Justine Flynn and Chris Kunz, The Unlisted (#1), Hachette Australia, August 2019, 240 pp., RRP $14.99 (pbk), ISBN 9780734419552
Oh, dear! What to say about this book? This is a “TV tie-in series” book and it reads like one. The writing is flat and banal; telling the reader what is happening, rather than showing them. I found it a very dull read. Paragraphs like: “Dru was horrified, staring at the blank screen, unable to think about what to do next as he felt his heartbeat thump fast and loud. He had no idea what was happening. He had never felt this level of fear before,” left me totally uninspired. The authors are the creators of the series and are probably more familiar with the uncomplicated writing of a TV series plot outline, rather than the more complex business of writing an engaging novel.

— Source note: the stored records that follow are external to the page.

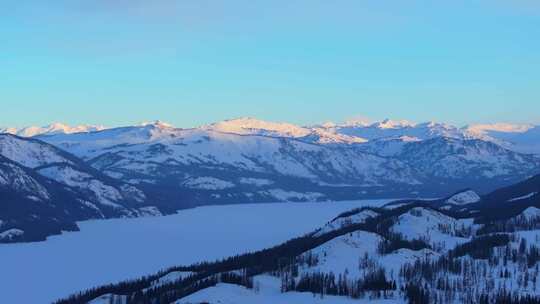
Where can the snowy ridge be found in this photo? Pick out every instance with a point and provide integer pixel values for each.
(55, 128)
(524, 197)
(463, 198)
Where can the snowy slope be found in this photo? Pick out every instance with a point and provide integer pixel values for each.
(55, 128)
(463, 198)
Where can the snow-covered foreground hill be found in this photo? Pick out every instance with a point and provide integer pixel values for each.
(107, 251)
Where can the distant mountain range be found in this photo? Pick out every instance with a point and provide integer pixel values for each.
(155, 168)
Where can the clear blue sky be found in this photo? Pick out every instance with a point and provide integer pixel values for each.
(191, 62)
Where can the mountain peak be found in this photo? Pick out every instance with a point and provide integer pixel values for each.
(393, 124)
(499, 127)
(249, 125)
(157, 124)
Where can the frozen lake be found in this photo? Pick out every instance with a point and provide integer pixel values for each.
(108, 251)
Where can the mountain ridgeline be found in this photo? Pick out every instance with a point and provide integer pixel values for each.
(61, 175)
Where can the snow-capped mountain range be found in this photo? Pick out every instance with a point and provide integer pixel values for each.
(155, 168)
(54, 128)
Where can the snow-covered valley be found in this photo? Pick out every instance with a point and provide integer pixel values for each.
(107, 251)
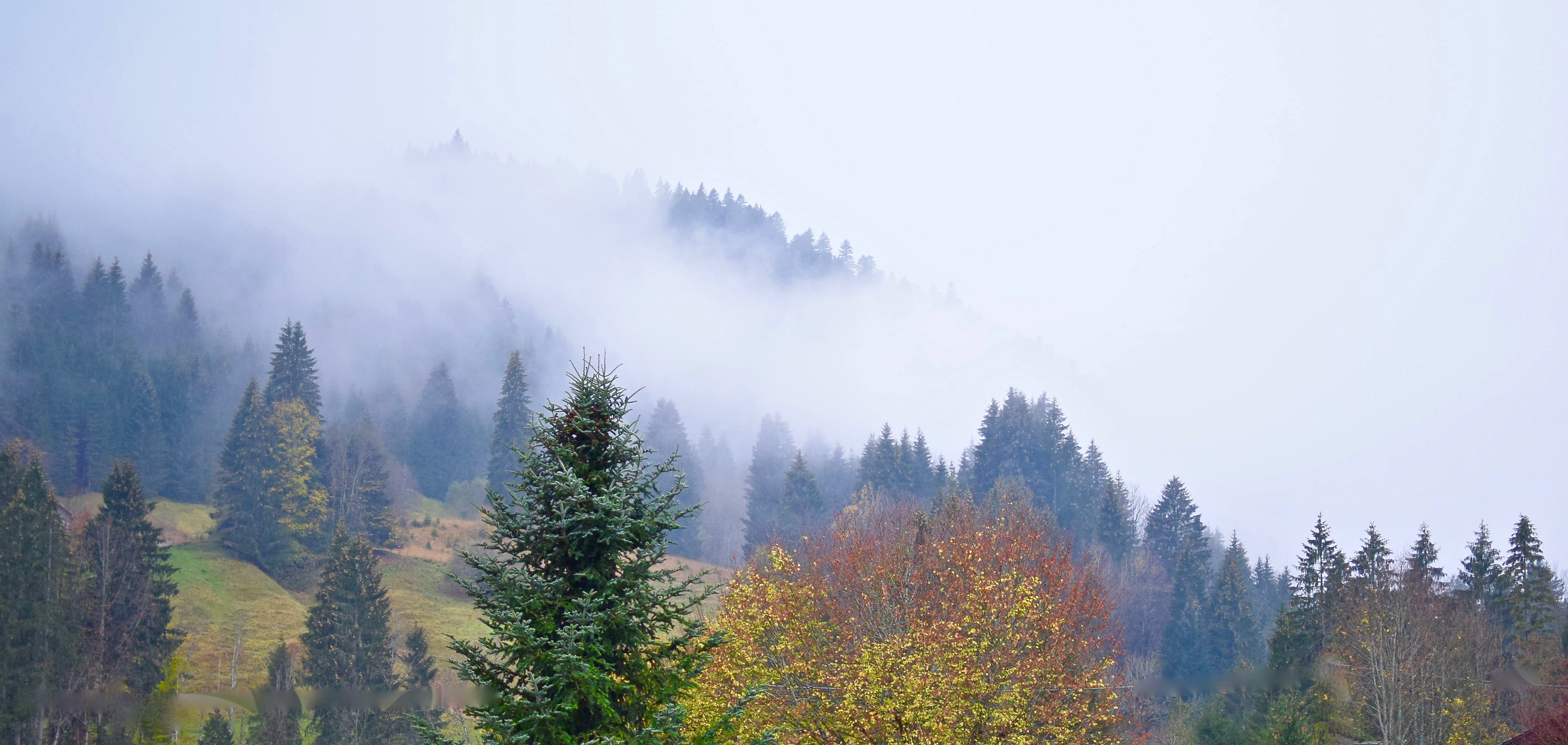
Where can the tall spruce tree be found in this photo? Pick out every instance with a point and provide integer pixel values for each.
(1114, 528)
(1172, 524)
(1481, 573)
(356, 469)
(1233, 625)
(589, 641)
(277, 720)
(771, 460)
(1186, 650)
(1530, 598)
(250, 518)
(1302, 630)
(441, 445)
(1423, 561)
(127, 601)
(349, 643)
(38, 595)
(510, 423)
(294, 371)
(802, 510)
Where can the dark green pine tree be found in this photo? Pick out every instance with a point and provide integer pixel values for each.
(441, 446)
(1421, 565)
(215, 731)
(512, 423)
(349, 643)
(356, 473)
(802, 510)
(1186, 650)
(1233, 623)
(1172, 524)
(1481, 575)
(1302, 630)
(589, 641)
(1115, 529)
(277, 720)
(250, 523)
(771, 460)
(1374, 562)
(38, 593)
(1530, 598)
(294, 371)
(880, 462)
(127, 601)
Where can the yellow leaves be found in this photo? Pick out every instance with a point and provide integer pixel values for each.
(984, 636)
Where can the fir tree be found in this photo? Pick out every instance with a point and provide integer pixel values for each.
(1233, 626)
(1423, 561)
(1115, 529)
(512, 423)
(127, 603)
(587, 639)
(800, 510)
(1172, 524)
(38, 593)
(215, 731)
(250, 520)
(277, 720)
(1304, 628)
(1186, 648)
(1481, 573)
(441, 445)
(1374, 562)
(294, 371)
(1530, 600)
(349, 642)
(358, 482)
(771, 458)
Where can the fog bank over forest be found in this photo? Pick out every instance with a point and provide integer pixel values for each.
(449, 255)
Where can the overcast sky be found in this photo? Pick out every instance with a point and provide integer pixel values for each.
(1308, 256)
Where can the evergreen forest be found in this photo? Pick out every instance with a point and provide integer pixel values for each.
(208, 542)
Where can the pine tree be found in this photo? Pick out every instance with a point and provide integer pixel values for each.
(349, 642)
(512, 423)
(215, 731)
(1304, 628)
(38, 593)
(771, 458)
(1172, 524)
(127, 603)
(1481, 573)
(358, 476)
(1374, 562)
(1115, 529)
(587, 637)
(1530, 600)
(1186, 650)
(1423, 561)
(1233, 634)
(441, 447)
(802, 510)
(277, 720)
(294, 371)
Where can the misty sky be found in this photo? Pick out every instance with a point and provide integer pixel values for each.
(1308, 258)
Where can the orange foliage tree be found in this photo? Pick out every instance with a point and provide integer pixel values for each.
(963, 625)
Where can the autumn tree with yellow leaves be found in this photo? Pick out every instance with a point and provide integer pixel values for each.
(965, 625)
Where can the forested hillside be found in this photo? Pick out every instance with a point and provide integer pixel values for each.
(1020, 590)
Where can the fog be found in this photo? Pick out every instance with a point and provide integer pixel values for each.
(1310, 259)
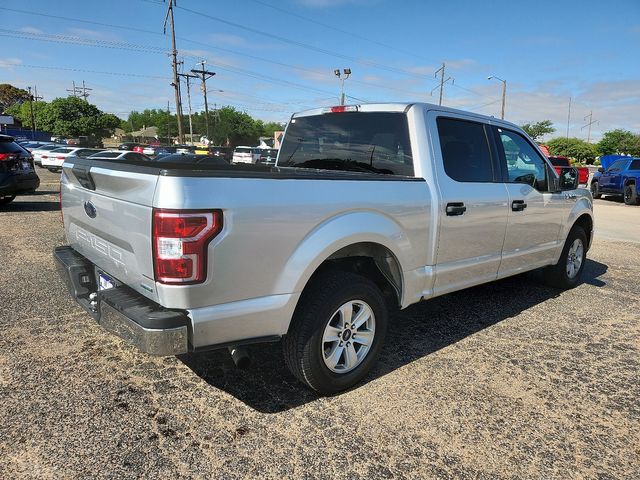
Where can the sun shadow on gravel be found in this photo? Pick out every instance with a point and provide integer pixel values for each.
(268, 387)
(28, 206)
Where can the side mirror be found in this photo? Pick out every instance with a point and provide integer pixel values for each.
(569, 179)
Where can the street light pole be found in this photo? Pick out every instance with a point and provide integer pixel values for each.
(504, 92)
(346, 72)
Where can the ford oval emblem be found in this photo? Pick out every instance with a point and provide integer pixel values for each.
(90, 209)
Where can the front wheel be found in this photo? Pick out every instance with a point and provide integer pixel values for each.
(337, 331)
(566, 273)
(630, 195)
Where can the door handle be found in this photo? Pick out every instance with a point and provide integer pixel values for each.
(455, 208)
(518, 205)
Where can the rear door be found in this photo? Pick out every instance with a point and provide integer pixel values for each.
(473, 202)
(535, 214)
(107, 214)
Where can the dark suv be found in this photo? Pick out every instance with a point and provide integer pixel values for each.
(17, 173)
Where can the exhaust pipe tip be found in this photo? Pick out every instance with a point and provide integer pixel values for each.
(240, 357)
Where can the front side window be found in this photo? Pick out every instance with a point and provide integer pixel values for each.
(374, 142)
(523, 163)
(465, 150)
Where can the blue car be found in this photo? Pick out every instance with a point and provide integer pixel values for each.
(618, 176)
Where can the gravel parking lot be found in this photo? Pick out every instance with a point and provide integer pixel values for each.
(507, 380)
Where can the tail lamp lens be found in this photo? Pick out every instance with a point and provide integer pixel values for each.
(180, 242)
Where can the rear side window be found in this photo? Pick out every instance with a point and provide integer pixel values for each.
(11, 147)
(465, 150)
(376, 142)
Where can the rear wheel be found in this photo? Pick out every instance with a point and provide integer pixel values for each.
(630, 194)
(6, 200)
(566, 273)
(337, 331)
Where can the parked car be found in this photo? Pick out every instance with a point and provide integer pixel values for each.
(560, 162)
(33, 145)
(17, 170)
(53, 159)
(128, 146)
(268, 156)
(621, 178)
(39, 151)
(242, 155)
(371, 207)
(119, 155)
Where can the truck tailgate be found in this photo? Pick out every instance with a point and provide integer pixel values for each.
(107, 217)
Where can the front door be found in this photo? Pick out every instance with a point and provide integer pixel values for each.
(473, 202)
(535, 214)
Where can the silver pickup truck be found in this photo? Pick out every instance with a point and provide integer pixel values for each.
(369, 208)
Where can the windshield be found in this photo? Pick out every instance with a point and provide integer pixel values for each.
(375, 142)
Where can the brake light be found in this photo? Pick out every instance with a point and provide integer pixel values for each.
(341, 109)
(180, 242)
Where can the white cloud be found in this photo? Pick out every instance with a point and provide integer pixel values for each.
(33, 30)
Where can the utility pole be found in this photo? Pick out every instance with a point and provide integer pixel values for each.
(203, 75)
(33, 98)
(74, 89)
(84, 93)
(442, 82)
(168, 124)
(504, 92)
(591, 122)
(569, 117)
(176, 80)
(188, 77)
(346, 72)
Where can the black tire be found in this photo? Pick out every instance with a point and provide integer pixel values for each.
(557, 275)
(303, 346)
(7, 200)
(630, 194)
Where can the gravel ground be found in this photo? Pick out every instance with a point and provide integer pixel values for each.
(507, 380)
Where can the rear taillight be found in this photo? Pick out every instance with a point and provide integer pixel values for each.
(180, 242)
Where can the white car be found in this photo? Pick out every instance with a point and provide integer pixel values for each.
(243, 155)
(52, 160)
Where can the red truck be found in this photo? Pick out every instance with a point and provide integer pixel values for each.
(560, 162)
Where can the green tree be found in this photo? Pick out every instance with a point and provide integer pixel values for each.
(619, 141)
(573, 148)
(10, 96)
(22, 111)
(538, 129)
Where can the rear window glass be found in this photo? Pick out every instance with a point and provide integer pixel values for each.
(465, 150)
(11, 147)
(376, 142)
(107, 154)
(559, 162)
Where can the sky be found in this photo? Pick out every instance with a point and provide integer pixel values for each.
(273, 58)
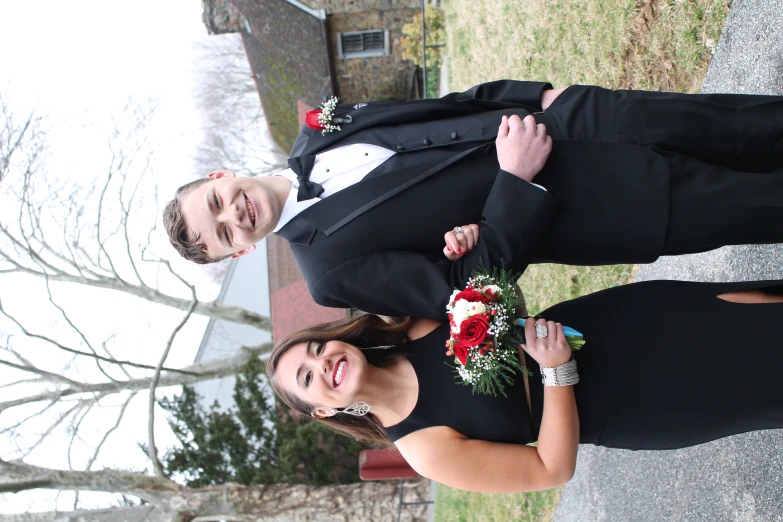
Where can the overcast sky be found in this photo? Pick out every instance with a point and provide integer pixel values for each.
(80, 61)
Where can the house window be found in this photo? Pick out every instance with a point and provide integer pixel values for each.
(363, 44)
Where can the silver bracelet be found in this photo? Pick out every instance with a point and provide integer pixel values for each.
(563, 375)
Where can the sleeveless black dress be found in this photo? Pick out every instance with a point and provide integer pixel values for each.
(667, 364)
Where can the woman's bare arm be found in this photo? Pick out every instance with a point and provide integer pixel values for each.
(446, 456)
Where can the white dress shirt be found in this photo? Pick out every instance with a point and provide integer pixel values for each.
(335, 170)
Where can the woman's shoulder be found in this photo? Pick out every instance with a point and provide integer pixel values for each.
(422, 327)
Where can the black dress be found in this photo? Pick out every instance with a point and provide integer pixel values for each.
(666, 364)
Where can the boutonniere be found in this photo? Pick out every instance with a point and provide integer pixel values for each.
(323, 119)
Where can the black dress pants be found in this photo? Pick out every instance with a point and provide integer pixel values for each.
(724, 153)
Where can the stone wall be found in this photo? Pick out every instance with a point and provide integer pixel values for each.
(220, 17)
(359, 6)
(374, 78)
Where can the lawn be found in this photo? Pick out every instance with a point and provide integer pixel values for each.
(634, 44)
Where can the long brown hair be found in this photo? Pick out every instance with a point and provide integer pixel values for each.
(365, 331)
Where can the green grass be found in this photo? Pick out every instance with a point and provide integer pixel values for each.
(457, 506)
(547, 285)
(638, 44)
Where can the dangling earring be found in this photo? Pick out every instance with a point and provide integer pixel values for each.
(357, 409)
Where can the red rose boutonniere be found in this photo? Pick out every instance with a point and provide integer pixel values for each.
(323, 119)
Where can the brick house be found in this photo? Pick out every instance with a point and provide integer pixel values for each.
(302, 51)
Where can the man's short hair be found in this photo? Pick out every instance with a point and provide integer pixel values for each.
(174, 221)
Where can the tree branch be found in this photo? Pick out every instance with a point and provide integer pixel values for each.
(153, 452)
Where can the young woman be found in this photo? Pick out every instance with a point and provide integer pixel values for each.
(666, 365)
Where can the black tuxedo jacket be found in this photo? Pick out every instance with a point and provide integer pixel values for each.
(377, 246)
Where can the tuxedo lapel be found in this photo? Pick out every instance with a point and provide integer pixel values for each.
(401, 172)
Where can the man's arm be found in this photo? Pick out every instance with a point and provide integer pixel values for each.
(535, 96)
(399, 283)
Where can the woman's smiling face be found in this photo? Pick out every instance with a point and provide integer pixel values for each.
(326, 375)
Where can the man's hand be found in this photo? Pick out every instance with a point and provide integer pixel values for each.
(523, 147)
(460, 241)
(549, 96)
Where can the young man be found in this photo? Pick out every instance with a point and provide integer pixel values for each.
(631, 176)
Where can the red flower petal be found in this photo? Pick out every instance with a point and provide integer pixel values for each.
(311, 119)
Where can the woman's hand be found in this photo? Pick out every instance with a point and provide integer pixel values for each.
(550, 351)
(460, 241)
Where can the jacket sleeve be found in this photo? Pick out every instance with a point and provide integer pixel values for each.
(501, 94)
(400, 283)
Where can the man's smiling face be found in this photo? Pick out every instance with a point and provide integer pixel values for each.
(229, 215)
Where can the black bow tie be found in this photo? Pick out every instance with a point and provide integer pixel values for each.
(302, 165)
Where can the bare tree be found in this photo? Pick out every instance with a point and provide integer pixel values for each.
(167, 501)
(22, 139)
(234, 123)
(90, 235)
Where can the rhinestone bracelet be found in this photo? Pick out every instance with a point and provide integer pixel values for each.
(563, 375)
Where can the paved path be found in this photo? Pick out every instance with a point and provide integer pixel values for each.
(735, 479)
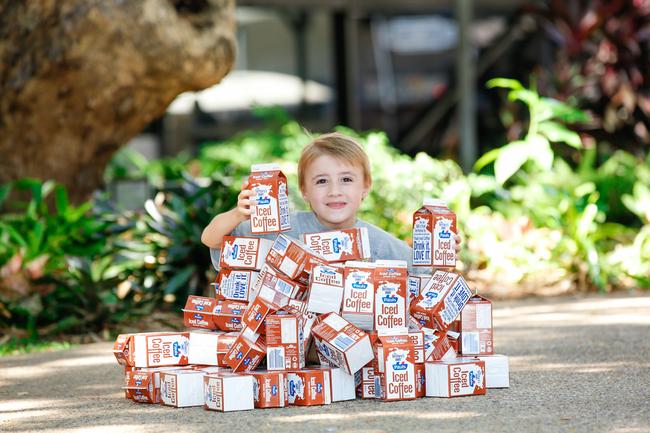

Dru and Kal Sharma are identical twins from an Indian background. I felt the portrayal of the twins’ family life racially stereotyped them. Their grandmother, Dadi, flits around the house, perpetually cheerful, doing all the work, doting on her son, their father, and calling them all cute pet names, “never happier than when her family was around her, eating her cooking.” There are endless references to the food they eat, and the traditional clothes worn on special occasions. I’m sure this is intended to be inclusive, but I found it grating and tokenistic.
However, the story has a sound plot. The brothers turn up to school one day and are informed that their year group is having a compulsory dental check. Dru is terrified of dentists and convinces Kal to go in his place. When Dru sees his classmates’ behaviour change, he and Kal quickly determine that the ‘dental check’ was in fact a way to implant electronic devices that can control the students. Without the implant, Dru is “unlisted” and outside the control of the mysterious organisation responsible; Infinity Group. When Dru and Kal meet up with four teenagers on the run from Infinity Group, they combine forces to try and discover what the organisation is up to.
For fans of the TV series who want an undemanding re-telling of the show, I’d say this would fulfil their requirements. It could also be an easy-to-read book for a less confident reader to approach with ease. For more discerning readers, this book will be a disappointment.